Sachant en effet, que la société qui a racheté, va absorber l'ancienne société de syndic (avec laquelle sous son RCS nous avons signé un mandat de Syndic qui assurait en tant que syndic la gestion de notre copropriété), notre préoccupation d'aujourd'hui est la suivante :

 

- si sur le plan juridique et légal, une société peut en absorber une autre, le respect du "droit de Copropriété" quant à lui n'est pas toujours respecté :

- Un mandat conclu n'est pas "transférable",

- il a un caractère "untuitu personae"

- seul le syndic (avec lequel le mandat est conclu) est responsable de sa gestion.

- en terme de droit portant sur la clientèle, une société de syndic ne peut céder à un autre sté le "portefeuille clientèle de copropriétés", lui, n'est pas transférable

 

 

- Dans la mesure où le RCS demeure inchangé, il nous a été indiqué que le mandat demeurait valable jusqu'à la prochaine AGO.

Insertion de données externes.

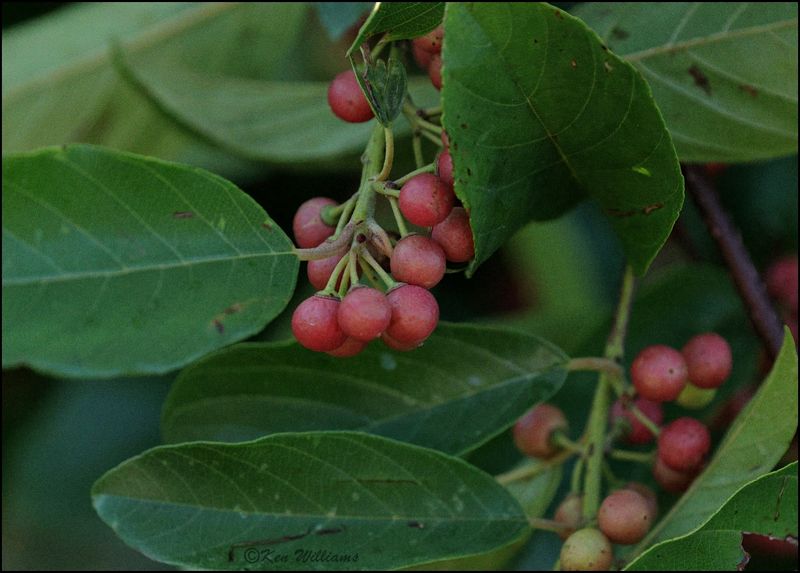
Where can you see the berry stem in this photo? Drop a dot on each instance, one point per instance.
(745, 275)
(596, 426)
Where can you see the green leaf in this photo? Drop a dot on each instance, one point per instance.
(59, 85)
(115, 264)
(723, 74)
(767, 505)
(753, 445)
(375, 503)
(474, 378)
(338, 17)
(540, 116)
(399, 21)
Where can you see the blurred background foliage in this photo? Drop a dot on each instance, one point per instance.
(557, 280)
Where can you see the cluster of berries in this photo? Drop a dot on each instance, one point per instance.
(659, 374)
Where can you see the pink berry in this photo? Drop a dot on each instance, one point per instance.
(364, 313)
(659, 373)
(708, 359)
(309, 228)
(425, 200)
(454, 235)
(315, 324)
(346, 99)
(430, 42)
(415, 314)
(533, 432)
(638, 432)
(418, 260)
(445, 167)
(435, 71)
(683, 444)
(782, 282)
(351, 347)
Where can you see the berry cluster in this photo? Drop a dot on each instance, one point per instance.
(658, 374)
(373, 283)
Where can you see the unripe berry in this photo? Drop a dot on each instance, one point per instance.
(624, 517)
(683, 444)
(708, 360)
(315, 324)
(435, 71)
(570, 513)
(346, 99)
(586, 550)
(444, 166)
(637, 433)
(351, 347)
(694, 398)
(364, 313)
(425, 200)
(319, 271)
(455, 236)
(659, 373)
(418, 260)
(415, 314)
(309, 228)
(782, 282)
(671, 480)
(534, 430)
(430, 42)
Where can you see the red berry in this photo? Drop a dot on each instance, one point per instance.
(533, 431)
(586, 550)
(671, 480)
(319, 271)
(422, 57)
(418, 260)
(624, 517)
(659, 373)
(638, 432)
(782, 281)
(570, 513)
(309, 228)
(315, 324)
(455, 236)
(425, 200)
(430, 42)
(445, 167)
(364, 313)
(708, 360)
(435, 71)
(346, 99)
(683, 444)
(415, 314)
(351, 347)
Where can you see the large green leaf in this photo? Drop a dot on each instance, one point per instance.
(465, 385)
(375, 503)
(399, 20)
(723, 74)
(540, 116)
(767, 505)
(118, 264)
(753, 445)
(59, 85)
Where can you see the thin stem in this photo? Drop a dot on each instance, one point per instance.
(387, 280)
(596, 427)
(429, 168)
(532, 470)
(595, 364)
(628, 456)
(745, 276)
(398, 217)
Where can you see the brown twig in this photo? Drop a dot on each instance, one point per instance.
(745, 276)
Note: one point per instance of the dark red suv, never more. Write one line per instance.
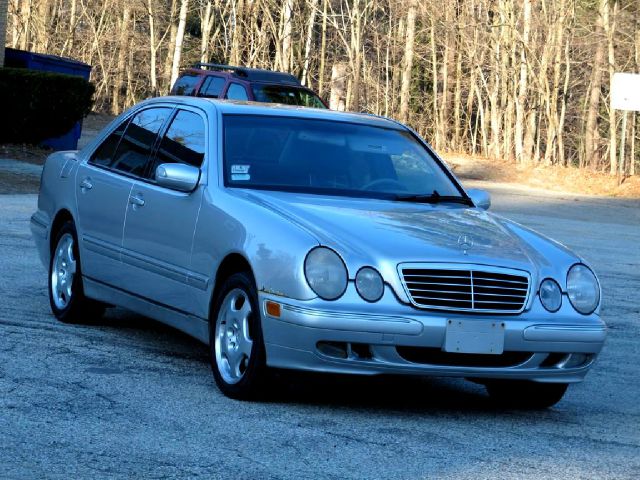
(239, 83)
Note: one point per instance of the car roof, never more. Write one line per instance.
(233, 107)
(244, 73)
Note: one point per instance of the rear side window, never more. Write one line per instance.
(104, 153)
(135, 147)
(212, 87)
(184, 141)
(185, 85)
(237, 92)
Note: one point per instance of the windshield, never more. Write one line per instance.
(286, 95)
(333, 158)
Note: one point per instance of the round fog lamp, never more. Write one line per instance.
(550, 295)
(326, 273)
(583, 289)
(369, 284)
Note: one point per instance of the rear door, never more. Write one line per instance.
(160, 222)
(103, 188)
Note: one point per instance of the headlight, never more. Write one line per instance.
(369, 284)
(550, 295)
(583, 289)
(326, 273)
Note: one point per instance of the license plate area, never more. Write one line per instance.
(474, 336)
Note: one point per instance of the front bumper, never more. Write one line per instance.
(351, 336)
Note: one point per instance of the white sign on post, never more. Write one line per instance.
(625, 92)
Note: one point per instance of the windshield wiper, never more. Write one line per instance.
(433, 198)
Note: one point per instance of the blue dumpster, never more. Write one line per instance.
(51, 63)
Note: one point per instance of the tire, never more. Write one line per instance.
(237, 352)
(525, 394)
(66, 294)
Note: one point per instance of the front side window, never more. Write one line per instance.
(286, 95)
(184, 141)
(134, 149)
(103, 155)
(212, 87)
(335, 158)
(237, 92)
(185, 85)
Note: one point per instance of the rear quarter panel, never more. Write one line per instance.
(57, 193)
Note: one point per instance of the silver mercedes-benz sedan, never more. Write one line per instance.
(308, 239)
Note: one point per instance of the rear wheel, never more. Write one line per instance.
(236, 347)
(525, 394)
(66, 295)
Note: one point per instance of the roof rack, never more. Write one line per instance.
(217, 66)
(252, 74)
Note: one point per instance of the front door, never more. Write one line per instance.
(103, 190)
(160, 222)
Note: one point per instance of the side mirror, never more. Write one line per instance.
(178, 176)
(480, 198)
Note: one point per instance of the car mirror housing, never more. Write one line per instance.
(178, 176)
(480, 198)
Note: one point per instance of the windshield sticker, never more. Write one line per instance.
(240, 177)
(240, 168)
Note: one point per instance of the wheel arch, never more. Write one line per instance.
(232, 263)
(63, 215)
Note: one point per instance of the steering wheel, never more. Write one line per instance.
(383, 182)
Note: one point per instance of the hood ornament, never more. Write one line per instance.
(465, 242)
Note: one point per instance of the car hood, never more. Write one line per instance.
(379, 232)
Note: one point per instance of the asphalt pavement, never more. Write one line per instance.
(128, 397)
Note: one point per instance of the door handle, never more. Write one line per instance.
(136, 200)
(86, 184)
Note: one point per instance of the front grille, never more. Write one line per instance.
(474, 289)
(435, 356)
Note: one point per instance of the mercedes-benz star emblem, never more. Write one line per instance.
(465, 242)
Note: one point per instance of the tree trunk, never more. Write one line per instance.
(153, 54)
(338, 87)
(323, 48)
(610, 29)
(522, 84)
(177, 52)
(405, 91)
(591, 124)
(307, 46)
(206, 23)
(122, 59)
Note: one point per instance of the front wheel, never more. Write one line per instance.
(66, 295)
(236, 347)
(525, 394)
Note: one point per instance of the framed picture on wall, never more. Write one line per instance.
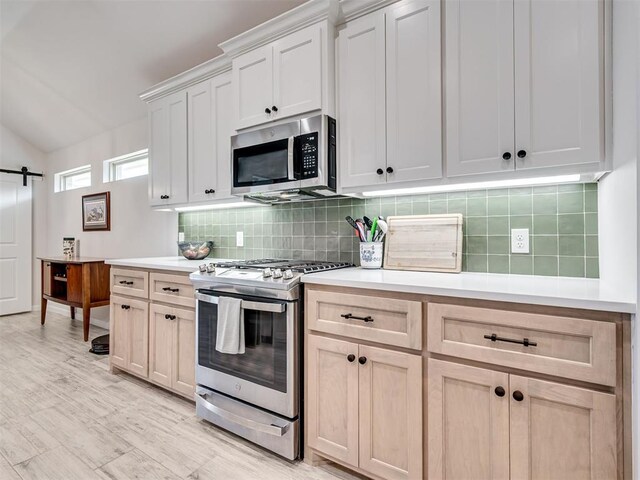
(96, 212)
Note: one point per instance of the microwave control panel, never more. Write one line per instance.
(309, 155)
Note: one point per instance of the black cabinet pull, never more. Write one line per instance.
(525, 341)
(349, 316)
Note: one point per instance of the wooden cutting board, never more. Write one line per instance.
(429, 243)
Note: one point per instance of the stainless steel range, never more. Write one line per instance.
(256, 394)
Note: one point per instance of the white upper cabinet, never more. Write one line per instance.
(209, 132)
(479, 86)
(558, 82)
(168, 150)
(389, 96)
(524, 83)
(281, 79)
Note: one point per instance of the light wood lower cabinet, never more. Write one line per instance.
(365, 407)
(485, 424)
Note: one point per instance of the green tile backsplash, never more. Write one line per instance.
(562, 221)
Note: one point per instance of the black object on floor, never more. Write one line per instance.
(100, 345)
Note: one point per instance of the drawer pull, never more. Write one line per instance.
(525, 341)
(349, 316)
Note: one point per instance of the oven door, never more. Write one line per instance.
(266, 374)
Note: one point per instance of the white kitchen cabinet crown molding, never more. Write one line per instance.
(183, 80)
(308, 13)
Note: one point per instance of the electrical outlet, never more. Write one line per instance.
(519, 240)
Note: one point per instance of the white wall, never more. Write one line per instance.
(15, 152)
(136, 230)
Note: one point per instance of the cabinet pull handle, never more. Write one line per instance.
(349, 316)
(525, 341)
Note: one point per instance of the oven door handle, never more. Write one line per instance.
(274, 430)
(292, 174)
(247, 304)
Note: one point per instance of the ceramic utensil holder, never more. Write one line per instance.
(371, 254)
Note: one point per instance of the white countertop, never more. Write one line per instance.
(176, 264)
(590, 294)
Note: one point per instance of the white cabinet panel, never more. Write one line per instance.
(362, 106)
(479, 86)
(297, 73)
(413, 68)
(558, 87)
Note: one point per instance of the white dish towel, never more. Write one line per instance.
(230, 333)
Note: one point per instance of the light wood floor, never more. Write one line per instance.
(64, 416)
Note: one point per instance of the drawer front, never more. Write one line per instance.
(383, 320)
(134, 283)
(562, 346)
(174, 289)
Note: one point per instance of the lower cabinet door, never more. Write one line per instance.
(332, 398)
(138, 337)
(183, 371)
(468, 419)
(390, 392)
(161, 335)
(561, 432)
(118, 332)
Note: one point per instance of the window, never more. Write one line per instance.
(126, 166)
(71, 179)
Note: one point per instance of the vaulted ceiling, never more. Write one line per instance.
(70, 70)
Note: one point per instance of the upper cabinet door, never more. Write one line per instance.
(168, 150)
(479, 86)
(559, 431)
(362, 109)
(202, 173)
(297, 73)
(558, 78)
(413, 93)
(253, 86)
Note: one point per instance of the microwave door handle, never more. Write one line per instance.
(247, 304)
(292, 174)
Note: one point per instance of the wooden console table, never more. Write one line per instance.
(81, 282)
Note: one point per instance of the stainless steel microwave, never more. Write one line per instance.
(296, 159)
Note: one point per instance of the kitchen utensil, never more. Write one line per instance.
(424, 243)
(195, 250)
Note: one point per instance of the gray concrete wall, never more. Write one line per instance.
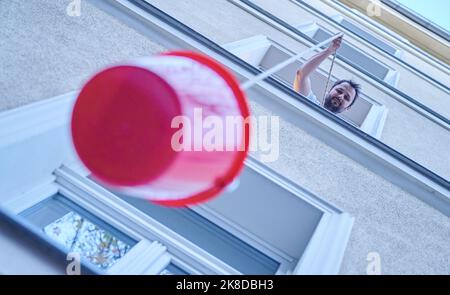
(44, 53)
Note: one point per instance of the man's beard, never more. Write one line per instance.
(332, 104)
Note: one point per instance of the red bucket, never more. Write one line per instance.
(130, 128)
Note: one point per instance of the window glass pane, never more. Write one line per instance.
(79, 231)
(172, 269)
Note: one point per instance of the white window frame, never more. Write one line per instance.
(69, 179)
(254, 49)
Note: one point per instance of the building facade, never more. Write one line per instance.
(360, 193)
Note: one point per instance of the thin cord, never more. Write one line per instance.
(256, 79)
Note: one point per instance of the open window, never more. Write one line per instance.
(263, 53)
(353, 54)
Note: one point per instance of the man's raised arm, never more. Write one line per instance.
(302, 84)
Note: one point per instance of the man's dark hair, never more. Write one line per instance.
(354, 85)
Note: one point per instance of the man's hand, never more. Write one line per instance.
(335, 44)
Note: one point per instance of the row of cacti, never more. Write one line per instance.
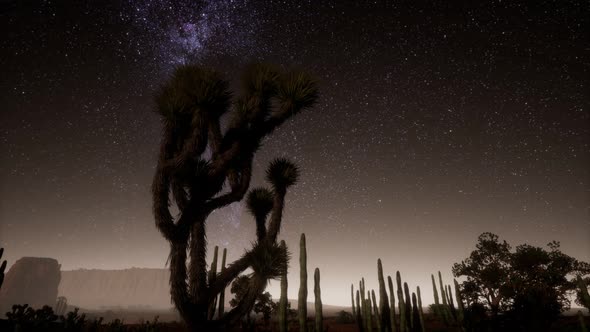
(381, 315)
(370, 314)
(450, 314)
(302, 298)
(2, 267)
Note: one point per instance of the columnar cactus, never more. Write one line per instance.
(436, 301)
(376, 311)
(283, 322)
(446, 314)
(392, 305)
(352, 300)
(420, 309)
(222, 293)
(302, 301)
(359, 313)
(385, 319)
(61, 306)
(582, 285)
(460, 306)
(368, 313)
(2, 267)
(212, 275)
(319, 320)
(408, 309)
(416, 323)
(401, 305)
(363, 301)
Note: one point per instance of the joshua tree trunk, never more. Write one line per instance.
(197, 162)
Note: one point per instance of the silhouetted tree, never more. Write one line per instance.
(2, 267)
(530, 283)
(263, 305)
(204, 168)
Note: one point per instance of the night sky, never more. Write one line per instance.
(435, 124)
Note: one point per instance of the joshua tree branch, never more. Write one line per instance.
(276, 215)
(161, 190)
(198, 263)
(215, 137)
(231, 272)
(239, 189)
(195, 145)
(257, 286)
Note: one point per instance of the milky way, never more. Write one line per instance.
(434, 124)
(178, 32)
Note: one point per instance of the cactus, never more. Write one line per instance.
(402, 306)
(368, 314)
(416, 326)
(363, 301)
(584, 295)
(2, 267)
(222, 293)
(420, 310)
(212, 275)
(352, 299)
(283, 323)
(302, 304)
(319, 319)
(442, 289)
(376, 311)
(460, 307)
(436, 301)
(385, 318)
(408, 310)
(446, 314)
(391, 304)
(359, 315)
(61, 306)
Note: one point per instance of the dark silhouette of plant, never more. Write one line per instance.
(582, 295)
(531, 284)
(72, 321)
(487, 271)
(344, 317)
(207, 168)
(2, 267)
(263, 305)
(25, 318)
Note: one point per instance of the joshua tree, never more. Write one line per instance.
(2, 267)
(202, 168)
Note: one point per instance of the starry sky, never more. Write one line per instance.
(435, 123)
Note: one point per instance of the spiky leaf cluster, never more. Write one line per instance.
(298, 89)
(261, 79)
(269, 261)
(259, 201)
(282, 173)
(192, 89)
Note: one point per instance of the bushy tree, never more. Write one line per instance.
(531, 283)
(202, 168)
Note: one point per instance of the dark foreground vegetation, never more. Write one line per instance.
(44, 320)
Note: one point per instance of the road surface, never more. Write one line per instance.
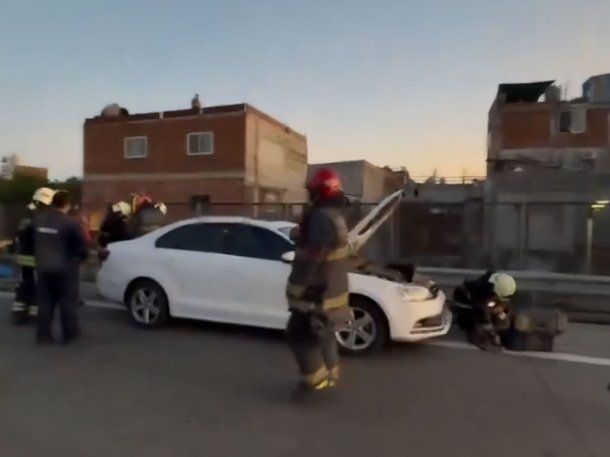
(207, 390)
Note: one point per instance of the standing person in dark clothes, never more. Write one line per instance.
(317, 290)
(115, 226)
(60, 248)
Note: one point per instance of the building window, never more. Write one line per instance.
(200, 143)
(573, 121)
(136, 147)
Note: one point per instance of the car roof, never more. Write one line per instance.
(272, 225)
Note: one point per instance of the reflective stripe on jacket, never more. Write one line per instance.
(26, 261)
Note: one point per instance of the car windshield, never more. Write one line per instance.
(287, 229)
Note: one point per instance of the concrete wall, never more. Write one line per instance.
(276, 160)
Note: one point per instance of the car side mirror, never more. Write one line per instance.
(288, 257)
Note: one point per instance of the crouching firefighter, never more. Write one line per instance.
(115, 226)
(482, 308)
(317, 289)
(24, 306)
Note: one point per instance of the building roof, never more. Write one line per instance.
(523, 92)
(190, 112)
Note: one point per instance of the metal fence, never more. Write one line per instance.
(560, 237)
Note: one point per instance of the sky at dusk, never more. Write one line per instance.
(399, 83)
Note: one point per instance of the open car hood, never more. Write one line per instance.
(366, 228)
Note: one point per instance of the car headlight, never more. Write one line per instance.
(413, 293)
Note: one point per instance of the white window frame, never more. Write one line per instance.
(126, 140)
(188, 144)
(574, 111)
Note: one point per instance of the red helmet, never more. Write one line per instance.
(324, 184)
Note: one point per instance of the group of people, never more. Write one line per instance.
(52, 242)
(51, 246)
(124, 221)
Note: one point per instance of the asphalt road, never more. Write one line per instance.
(207, 390)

- Dans la mesure où il y aura "absorption", donc radiation du RCS de l'entité d'origine, le mandat serait rendu légalement caduque et le successeur n'a plus aucun pouvoir sur la gestion. Ce qui est souvent illégalement contourné en cas d'absorption, car cette subtilité échappe aux Syndicats de copropriété, le client reste dans l'escarcelle du syndic-successeur, et en l'absence de vigilance sur ce point prévu, la situation (gestion de syndicats) qui était devenue "irrégulière", se régularise ensuite lors d'une prochaine AGO, où le syndic (qui s'est illégalement investi du mandat) est ratifié par les votes à l'AGO (elle aussi convoquée illégalement), le "renouvellement" du mandat voté, et pour le successeur qui a absorbé l'entité d'origine, la situation par ce biais se régularise (sauf contestation) et le tour est joué... le tout à l'insu des copropriétaires qui ont été illégalement convoqués en AGO, qui ont voté un mandat, et auxquels on "impose" en douceur un syndic, le nouveau qui a rachété l'ancienne société.

 

En tant que conseillers syndicaux, comment peut-on être alertés en cas d'absorption de l'entité avec laquelle nous avions signé le mandat (radiation du RCS) ?

 

Les mises à jour sur Infogreffes par exemple sont-elles régulièrement effectuées pour que nous soyons fiablement renseignés en consultant le site Internet ? Quel autre moyen de contrôle serait à notre disposition pour être alertés de l'absorption (qui est décidée en AGE, et dont nous n'avons pas accès au PV des inervenants ?).

 

Que peut-on exiger comme formalités légales à nous produire, si le syndic-successeur nous convoque pour notre AGO annuelle, et savoir qu'il a le droit de le faire, au regard du "droit de copropriété" et que ce droit est bien respecté (conservation du RCS jusqu'à la prochaine AGO).

 

J'ai soumis ce problème également sur le forum "immobilier", et s'agissant aussi de fusion-absorption, je pense que sollicitant votre aide sur le plan du droit des sociétés, la légalité, les obligations des sociétés dans ces situations particulières, quelques informations complémentaires nous seraient fort utiles.(Un médecin qui vend son cabinet, ne vend pas sa clientèle de patients qui peu aller ailleurs, si elle le souhaite. Notre cas est identique à la différence près : le mandat, dont il est impératif qu'il puisse se poursuivre dans les conditions stipulé : étant signé avec syndic X RCS n° ... un nouveau syndic Y enregistré sous un autre n° RCS n'a aucun droit de substitution).

 

Merci de votre aide, pour nous indiquer par quel biais nous pouvons avoir l'information en (presque) temps réel, sur cette absorption qui ne saurait tarder ?

 

merci

Marine:)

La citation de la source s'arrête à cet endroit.